Change can’t come soon enough as the number of incarcerated women skyrockets in Canada, having increased at the federal level almost 40% in the last 10 years (compared to a 6% increase for men). Women, and in particular Indigenous and Black women, are the country’s fastest growing prison population due to overpolicing and systemic racism in the justice system. (For example, Black women typically receive harsher sentences than white women for the same crimes.) Unfortunately, the system is rigidly resistant to reform. In 2013, the Ashley Smith inquest produced 104 recommendations for the Correctional Service Canada. They took a full year to respond before rejecting some and flat-out ignoring the rest.
While it’s critical to keep pressure on politicians to make changes inside prison walls (and produce data to track those changes), Pate, Coyle, and Whitman all agree real change must come from the outside. “If we create a more equal society — and that includes things like guaranteed livable income, free post-secondary education, pharmacare, dental care, mental health and health care — the number of those who are essentially jailed because we don’t have any other supports in place will reduce drastically,” says Pate.

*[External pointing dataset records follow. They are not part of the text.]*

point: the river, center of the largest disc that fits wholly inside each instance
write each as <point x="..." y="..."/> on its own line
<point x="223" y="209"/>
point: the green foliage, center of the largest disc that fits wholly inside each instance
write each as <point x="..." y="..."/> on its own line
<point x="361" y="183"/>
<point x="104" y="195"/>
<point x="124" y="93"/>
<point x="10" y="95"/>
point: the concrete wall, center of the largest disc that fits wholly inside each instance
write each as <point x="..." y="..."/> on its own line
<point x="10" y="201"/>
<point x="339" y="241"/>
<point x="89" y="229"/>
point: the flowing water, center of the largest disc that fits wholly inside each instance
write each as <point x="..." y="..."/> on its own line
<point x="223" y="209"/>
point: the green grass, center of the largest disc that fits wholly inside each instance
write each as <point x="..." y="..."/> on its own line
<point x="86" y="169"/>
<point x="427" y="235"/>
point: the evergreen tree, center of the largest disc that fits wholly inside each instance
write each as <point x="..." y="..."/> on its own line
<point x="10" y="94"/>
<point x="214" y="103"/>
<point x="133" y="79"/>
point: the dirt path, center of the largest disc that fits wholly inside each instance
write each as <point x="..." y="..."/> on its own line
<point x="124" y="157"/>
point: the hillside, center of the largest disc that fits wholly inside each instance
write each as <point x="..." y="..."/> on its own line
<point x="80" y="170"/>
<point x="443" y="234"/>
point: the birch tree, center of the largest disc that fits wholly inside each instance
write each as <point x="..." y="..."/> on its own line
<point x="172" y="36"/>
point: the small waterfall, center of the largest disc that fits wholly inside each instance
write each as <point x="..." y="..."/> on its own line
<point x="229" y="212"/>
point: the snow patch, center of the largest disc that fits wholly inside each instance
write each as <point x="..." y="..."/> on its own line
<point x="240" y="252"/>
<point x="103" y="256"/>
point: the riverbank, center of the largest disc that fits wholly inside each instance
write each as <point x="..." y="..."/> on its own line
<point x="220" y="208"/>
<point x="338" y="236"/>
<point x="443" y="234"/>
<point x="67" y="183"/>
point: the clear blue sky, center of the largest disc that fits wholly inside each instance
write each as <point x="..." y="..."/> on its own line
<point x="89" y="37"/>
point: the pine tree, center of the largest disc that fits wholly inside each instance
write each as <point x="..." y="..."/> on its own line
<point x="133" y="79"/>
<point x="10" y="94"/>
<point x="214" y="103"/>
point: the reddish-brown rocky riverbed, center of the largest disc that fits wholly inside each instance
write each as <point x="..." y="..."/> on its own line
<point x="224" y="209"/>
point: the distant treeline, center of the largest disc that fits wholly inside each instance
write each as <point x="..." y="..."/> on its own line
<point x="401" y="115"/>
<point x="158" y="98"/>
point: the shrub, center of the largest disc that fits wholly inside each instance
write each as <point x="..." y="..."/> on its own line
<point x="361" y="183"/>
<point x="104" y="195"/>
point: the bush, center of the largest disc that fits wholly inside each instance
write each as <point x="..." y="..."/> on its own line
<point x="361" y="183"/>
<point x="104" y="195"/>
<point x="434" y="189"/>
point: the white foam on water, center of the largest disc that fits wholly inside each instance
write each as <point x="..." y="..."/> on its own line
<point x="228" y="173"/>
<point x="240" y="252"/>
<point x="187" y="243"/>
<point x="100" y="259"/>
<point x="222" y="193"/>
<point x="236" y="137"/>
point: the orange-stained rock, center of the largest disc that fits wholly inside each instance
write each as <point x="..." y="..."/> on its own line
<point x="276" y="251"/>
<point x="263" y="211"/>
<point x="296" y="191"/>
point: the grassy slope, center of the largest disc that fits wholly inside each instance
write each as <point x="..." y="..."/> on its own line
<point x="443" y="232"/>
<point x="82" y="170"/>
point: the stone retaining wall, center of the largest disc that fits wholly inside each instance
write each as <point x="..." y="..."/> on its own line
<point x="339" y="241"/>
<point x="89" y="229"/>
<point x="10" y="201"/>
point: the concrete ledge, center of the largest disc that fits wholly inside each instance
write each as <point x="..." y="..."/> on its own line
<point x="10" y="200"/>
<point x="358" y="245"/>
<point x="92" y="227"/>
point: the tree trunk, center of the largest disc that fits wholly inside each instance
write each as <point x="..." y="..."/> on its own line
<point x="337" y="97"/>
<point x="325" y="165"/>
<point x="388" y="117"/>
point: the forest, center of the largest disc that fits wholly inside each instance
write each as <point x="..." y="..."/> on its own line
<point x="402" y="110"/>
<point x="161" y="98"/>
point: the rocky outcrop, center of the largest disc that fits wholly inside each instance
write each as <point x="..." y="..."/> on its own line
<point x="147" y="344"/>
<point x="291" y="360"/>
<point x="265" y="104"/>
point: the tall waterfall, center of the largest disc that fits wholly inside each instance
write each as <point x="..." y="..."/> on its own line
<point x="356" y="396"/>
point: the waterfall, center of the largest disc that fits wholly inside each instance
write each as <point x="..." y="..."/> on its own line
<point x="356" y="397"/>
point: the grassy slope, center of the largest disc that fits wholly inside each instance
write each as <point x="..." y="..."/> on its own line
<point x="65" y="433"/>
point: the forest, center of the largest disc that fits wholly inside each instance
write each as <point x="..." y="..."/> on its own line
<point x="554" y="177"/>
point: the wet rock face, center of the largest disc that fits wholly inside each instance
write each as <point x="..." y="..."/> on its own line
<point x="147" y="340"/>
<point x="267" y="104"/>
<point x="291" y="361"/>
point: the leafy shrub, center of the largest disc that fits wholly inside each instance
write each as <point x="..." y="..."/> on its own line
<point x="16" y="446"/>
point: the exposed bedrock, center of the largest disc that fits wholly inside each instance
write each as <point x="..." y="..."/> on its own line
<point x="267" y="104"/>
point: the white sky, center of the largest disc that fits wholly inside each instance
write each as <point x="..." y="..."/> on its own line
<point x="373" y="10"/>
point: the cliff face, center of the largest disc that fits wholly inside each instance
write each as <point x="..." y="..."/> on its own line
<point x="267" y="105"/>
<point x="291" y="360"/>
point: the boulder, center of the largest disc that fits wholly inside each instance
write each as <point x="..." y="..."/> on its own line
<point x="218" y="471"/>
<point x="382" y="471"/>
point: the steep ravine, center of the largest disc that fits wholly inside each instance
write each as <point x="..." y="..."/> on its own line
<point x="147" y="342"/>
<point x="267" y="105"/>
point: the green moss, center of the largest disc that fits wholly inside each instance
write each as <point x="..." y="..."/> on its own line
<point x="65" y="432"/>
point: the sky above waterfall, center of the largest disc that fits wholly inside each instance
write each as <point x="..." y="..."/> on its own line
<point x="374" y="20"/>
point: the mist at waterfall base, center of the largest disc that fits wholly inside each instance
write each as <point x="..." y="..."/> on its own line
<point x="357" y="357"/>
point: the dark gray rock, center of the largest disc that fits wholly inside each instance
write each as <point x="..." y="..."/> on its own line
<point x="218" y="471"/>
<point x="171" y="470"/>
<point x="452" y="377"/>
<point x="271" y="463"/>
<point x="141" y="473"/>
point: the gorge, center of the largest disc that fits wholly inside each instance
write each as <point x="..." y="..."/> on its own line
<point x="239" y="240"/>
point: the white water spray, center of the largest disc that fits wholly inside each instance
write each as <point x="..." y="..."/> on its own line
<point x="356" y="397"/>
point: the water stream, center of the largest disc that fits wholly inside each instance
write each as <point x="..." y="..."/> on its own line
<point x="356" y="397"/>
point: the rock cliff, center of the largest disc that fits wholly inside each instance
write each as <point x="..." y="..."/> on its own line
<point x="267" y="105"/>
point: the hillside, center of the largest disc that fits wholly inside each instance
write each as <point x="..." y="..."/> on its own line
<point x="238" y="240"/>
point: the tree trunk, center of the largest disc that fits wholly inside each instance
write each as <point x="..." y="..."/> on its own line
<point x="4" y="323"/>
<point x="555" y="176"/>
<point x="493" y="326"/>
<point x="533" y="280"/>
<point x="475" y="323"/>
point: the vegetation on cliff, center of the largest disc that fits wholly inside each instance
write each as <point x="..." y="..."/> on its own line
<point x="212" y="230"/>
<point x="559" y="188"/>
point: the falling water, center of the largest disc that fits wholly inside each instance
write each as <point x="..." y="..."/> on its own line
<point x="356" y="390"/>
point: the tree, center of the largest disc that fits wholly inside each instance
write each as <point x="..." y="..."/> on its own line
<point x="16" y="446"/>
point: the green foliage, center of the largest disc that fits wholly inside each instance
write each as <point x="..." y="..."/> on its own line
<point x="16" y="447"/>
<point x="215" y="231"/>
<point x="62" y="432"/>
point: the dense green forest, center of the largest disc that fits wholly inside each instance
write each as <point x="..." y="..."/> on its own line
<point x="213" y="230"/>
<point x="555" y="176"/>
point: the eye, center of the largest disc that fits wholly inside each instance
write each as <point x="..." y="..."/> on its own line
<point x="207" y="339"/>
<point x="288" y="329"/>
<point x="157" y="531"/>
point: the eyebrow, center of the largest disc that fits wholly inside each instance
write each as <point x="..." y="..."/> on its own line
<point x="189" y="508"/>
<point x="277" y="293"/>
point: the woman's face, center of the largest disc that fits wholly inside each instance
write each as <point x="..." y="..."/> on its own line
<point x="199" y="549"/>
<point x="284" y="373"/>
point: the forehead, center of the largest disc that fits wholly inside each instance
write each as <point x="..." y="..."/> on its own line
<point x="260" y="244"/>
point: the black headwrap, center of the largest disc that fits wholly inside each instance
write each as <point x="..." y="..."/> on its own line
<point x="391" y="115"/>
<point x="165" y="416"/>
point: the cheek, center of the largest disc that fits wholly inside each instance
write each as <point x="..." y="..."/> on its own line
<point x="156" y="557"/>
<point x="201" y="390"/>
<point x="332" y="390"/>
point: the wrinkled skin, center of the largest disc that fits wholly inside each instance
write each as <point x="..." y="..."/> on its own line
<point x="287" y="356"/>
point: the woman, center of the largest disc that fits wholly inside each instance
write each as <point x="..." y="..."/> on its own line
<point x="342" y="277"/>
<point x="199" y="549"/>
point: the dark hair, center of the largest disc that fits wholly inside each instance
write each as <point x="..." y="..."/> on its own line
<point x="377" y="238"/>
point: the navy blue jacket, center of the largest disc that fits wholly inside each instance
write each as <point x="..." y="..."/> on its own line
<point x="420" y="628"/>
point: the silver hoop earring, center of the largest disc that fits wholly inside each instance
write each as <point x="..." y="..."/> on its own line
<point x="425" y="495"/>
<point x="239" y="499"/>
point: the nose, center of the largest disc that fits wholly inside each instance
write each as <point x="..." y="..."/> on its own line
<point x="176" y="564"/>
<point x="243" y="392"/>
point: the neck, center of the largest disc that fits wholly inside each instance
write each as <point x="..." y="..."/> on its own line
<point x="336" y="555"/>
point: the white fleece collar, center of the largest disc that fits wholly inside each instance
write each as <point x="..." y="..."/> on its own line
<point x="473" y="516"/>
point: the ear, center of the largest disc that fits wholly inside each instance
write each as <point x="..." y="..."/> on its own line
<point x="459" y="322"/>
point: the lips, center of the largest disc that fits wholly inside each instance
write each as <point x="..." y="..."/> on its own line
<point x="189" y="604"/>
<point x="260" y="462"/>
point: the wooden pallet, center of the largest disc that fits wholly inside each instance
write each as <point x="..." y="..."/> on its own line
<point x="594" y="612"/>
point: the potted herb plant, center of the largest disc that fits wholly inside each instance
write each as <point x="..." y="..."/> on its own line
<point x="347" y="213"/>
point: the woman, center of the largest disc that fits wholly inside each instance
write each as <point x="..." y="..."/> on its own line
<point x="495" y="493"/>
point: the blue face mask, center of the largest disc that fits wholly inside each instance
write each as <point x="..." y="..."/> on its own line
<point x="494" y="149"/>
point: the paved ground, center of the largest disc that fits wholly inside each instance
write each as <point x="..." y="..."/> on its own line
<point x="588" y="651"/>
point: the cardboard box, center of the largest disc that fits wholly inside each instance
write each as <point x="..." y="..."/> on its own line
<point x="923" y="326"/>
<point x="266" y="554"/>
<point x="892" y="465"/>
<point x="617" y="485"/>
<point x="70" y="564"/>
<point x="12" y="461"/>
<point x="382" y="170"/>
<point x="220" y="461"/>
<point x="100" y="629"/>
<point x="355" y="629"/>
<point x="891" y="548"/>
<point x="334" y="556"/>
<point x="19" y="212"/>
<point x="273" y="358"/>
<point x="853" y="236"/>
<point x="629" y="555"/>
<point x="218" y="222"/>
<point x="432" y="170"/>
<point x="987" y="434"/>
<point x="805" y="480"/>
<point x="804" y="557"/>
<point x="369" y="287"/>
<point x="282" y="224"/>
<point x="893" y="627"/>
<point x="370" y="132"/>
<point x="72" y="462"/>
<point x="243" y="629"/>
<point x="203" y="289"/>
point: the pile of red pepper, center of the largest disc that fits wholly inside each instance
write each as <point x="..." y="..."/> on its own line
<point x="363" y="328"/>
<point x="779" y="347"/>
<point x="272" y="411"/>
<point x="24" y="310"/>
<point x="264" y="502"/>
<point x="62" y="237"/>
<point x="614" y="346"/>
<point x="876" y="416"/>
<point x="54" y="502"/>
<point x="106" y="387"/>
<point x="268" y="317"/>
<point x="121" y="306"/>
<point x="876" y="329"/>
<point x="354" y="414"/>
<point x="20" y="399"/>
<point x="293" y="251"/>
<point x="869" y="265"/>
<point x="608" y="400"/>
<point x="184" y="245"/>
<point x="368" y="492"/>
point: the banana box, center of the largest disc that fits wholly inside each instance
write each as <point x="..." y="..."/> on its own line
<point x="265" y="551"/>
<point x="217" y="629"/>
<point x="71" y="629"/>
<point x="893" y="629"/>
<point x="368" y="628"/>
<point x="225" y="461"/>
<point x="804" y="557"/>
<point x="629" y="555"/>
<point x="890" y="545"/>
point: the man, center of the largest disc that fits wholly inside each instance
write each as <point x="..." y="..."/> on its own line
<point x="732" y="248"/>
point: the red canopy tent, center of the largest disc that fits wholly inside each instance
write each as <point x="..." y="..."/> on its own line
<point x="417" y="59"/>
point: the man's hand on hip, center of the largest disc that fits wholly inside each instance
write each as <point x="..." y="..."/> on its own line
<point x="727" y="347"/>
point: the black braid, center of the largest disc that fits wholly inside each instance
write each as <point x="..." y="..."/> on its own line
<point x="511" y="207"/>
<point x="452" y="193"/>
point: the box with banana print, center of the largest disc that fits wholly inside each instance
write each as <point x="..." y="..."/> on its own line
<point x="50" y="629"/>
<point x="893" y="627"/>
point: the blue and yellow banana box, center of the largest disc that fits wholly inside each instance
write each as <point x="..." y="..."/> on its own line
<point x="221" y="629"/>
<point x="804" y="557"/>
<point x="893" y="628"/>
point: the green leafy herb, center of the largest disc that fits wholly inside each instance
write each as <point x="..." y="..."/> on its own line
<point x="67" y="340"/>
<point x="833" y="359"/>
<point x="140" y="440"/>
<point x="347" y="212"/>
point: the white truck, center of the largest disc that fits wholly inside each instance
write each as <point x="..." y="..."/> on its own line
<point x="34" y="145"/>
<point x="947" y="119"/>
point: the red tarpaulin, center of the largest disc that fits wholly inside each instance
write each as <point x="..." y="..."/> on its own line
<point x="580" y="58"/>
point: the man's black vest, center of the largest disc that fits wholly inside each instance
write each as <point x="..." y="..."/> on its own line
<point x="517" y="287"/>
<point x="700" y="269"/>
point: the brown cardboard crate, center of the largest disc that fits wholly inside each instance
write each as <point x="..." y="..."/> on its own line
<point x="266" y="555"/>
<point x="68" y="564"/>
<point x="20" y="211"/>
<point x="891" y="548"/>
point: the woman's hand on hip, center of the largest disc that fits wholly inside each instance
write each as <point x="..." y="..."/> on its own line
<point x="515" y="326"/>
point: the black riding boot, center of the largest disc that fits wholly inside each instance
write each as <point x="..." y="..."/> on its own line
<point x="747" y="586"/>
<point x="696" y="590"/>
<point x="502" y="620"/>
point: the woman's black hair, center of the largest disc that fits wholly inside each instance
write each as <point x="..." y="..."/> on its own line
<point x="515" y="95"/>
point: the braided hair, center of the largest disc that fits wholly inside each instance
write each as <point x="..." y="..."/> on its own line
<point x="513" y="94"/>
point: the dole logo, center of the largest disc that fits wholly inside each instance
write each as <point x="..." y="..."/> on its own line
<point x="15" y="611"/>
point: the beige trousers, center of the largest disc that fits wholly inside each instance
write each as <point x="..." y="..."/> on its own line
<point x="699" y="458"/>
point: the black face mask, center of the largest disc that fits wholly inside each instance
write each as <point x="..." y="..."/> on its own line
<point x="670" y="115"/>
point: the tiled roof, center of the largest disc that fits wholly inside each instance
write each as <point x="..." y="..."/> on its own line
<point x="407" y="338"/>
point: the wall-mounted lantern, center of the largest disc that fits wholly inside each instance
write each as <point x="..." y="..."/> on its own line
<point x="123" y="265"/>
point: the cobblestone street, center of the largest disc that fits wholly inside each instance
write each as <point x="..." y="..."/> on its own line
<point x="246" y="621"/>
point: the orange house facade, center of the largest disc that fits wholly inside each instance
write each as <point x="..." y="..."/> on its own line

Crucially, women’s prison reform can’t simply be lumped in with a generic solution and it must specifically address the lived experiences of racialized and Indigenous inmates. “We need to ask the women what they want, not just do what we think is best for them. That's what got us in this problem,” says Whitman. “The colonial system thought we needed to change to accommodate their system. Well, it failed and we better start doing something different because these women deserve a quality of life.”
In the case of Ashley Smith, she deserved to live. What happened to her, and what continues to happen to Canadian women in our prisons is a national shame that requires much more than the half-hearted rebrand that is Bill C-83. The status quo is criminal.